Invited to "Meet the Press" this morning to "debate" the criminal euphemism called "enhanced interrogation" and its integral connection to the assassination of Osama bin Laden were -- are you braced? -- a former Bush administration CIA director, a former Bush administration secretary of homeland security, and Rudy "9/11" Giuliani.
No dissenting Bush administration officials were invited; no actual interrogators were invited, who have from experience universally denied waterboarding's effectiveness; and no Constitutional scholars were invited, who have routinely argued that at any rate the controversy is pointless, since torture is both strikingly unConstitutional and in gross violation of international law.
I'm not sure if I have ever witnessed such a wholesale abdication of mainstream journalistic responsibility such as that of host David Gregory's this morning.

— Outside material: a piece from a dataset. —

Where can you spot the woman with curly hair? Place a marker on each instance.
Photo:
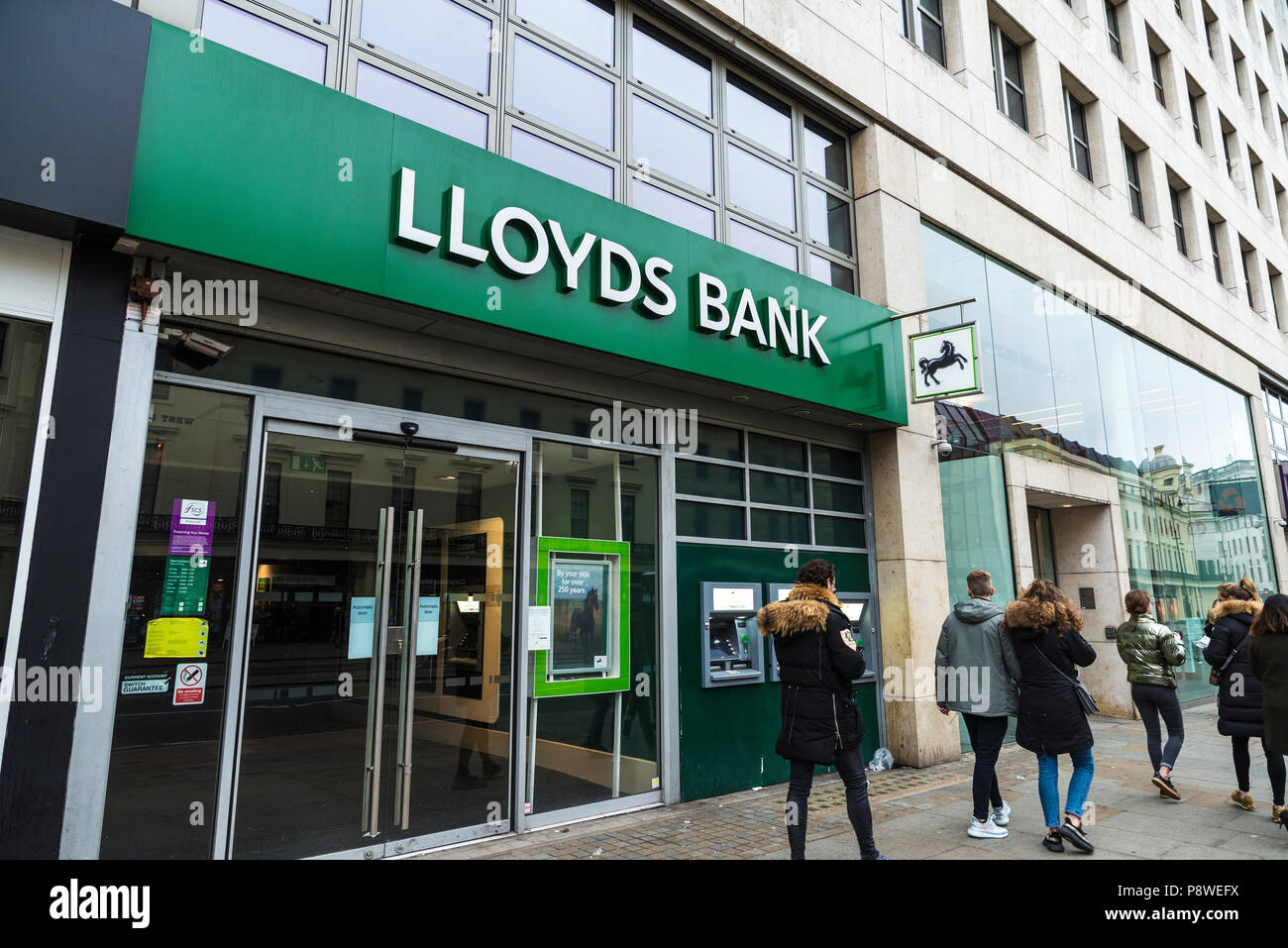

His was, to use an overused word, breathtaking. When I heard him promo the upcoming segment earlier in the show, I thought perhaps I had missed a name; it was incomprehensible that those would be his only three guests on the topic of torture. But when the segment aired minutes later, there they were, just the three ideological monkeys, blind, deaf, and mute -- with Gregory doing his usual job of eliciting nothing but more talking points.
Is Beltway journalism dying from its own corporate and ratings-driven weight? Or are feckless journalists like Gregory simply killing it?